I’m going to give this book a solid three stars, maybe three and a half although my view might be a bit biased based off the fact that I feel like I read the same book twice in a row and I’m kind of bored of it.

Powerless by Tera Lynn Childs and Tracy Deebs


Kenna has always been jealous of the Heroes, living her life in the lab trying to prove she is as useful as they are through research. In a world of good and evil, right and wrong, heroes and villains, Kenna knows what side she is on, or so she thought. After being witness to a Villain break in, the lines begin to become a little blurred. When Kenna’s mother goes missing, and her best friend switching sides it seems as though what Kenna has known her whole life isn’t so concrete and she begins to doubt everything she believes in.

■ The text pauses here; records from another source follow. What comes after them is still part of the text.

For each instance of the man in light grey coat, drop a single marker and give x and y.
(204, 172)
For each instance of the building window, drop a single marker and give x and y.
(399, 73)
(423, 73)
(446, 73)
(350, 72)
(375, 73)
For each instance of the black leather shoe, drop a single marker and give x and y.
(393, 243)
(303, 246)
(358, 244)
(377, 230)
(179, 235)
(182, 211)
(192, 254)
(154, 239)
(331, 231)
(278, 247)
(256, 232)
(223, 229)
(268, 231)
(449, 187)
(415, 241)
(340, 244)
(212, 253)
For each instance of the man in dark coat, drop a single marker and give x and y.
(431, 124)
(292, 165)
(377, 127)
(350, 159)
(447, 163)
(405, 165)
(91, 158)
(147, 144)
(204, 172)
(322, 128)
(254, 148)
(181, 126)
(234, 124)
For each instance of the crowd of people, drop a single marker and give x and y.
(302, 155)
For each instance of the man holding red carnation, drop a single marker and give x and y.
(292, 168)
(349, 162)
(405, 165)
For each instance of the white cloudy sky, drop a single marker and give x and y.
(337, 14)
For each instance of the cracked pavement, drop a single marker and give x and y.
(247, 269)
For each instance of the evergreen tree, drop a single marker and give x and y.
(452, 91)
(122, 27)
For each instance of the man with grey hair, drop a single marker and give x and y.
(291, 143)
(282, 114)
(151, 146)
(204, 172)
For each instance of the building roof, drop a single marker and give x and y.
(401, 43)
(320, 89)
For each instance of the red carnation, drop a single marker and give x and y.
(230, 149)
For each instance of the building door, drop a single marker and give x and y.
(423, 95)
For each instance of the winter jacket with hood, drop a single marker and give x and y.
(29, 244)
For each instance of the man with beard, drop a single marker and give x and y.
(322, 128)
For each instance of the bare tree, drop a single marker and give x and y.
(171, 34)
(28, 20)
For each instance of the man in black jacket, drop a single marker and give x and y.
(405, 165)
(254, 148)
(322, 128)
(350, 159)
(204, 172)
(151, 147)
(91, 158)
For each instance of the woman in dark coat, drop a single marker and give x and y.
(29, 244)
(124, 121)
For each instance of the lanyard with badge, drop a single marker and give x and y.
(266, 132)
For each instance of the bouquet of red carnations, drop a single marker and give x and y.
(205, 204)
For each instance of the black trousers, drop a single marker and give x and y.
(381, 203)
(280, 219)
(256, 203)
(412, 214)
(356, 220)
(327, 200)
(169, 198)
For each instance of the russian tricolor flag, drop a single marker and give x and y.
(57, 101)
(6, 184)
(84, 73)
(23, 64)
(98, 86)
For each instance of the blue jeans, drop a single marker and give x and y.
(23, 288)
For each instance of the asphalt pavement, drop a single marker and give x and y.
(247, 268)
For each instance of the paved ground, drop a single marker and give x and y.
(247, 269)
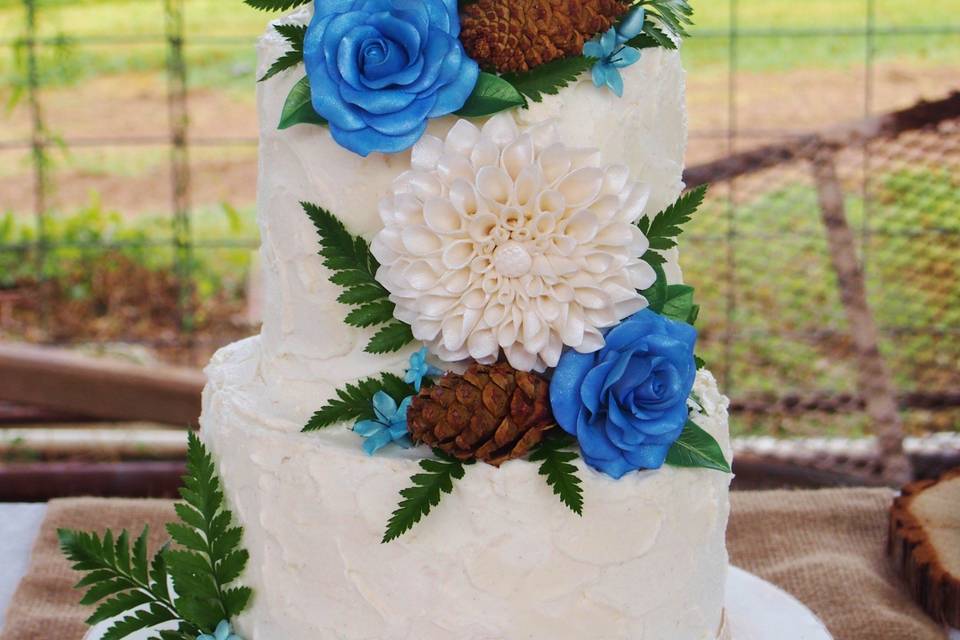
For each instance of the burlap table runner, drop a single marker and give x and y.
(825, 547)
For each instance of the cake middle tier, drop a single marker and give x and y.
(500, 559)
(306, 344)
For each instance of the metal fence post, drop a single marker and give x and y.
(180, 162)
(38, 147)
(874, 382)
(729, 336)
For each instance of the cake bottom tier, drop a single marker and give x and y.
(499, 559)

Powerless is a good story about a group of unlikely friends united to a good cause. Even if it is a little cliche, it was a good fun story, but cliche is definitely something it was. A girl without superpowers trying to find her place in a world where she is surrounded with superhuman abilities only to find out she is the one who holds the whole group together and ends up being super irreplaceable. What can I say, it was just a tad predictable. She also falls in love with someone totally “unlikely”, by that I mean you could make an educated guess and probably guess who Kenna falls in love with.

Although this book was predictable, I did enjoy it. It was a fast read, and it was fun. It wasn’t a heavy read, it didn’t require a ton of brain power or thinking, which is good because after Saint Anything I was really ready for a good old dystopian novel where the characters have much more important things to worry about than falling in love but they do it anyway. Everyone knows how I feel about that.

Three stars, maybe three and a half.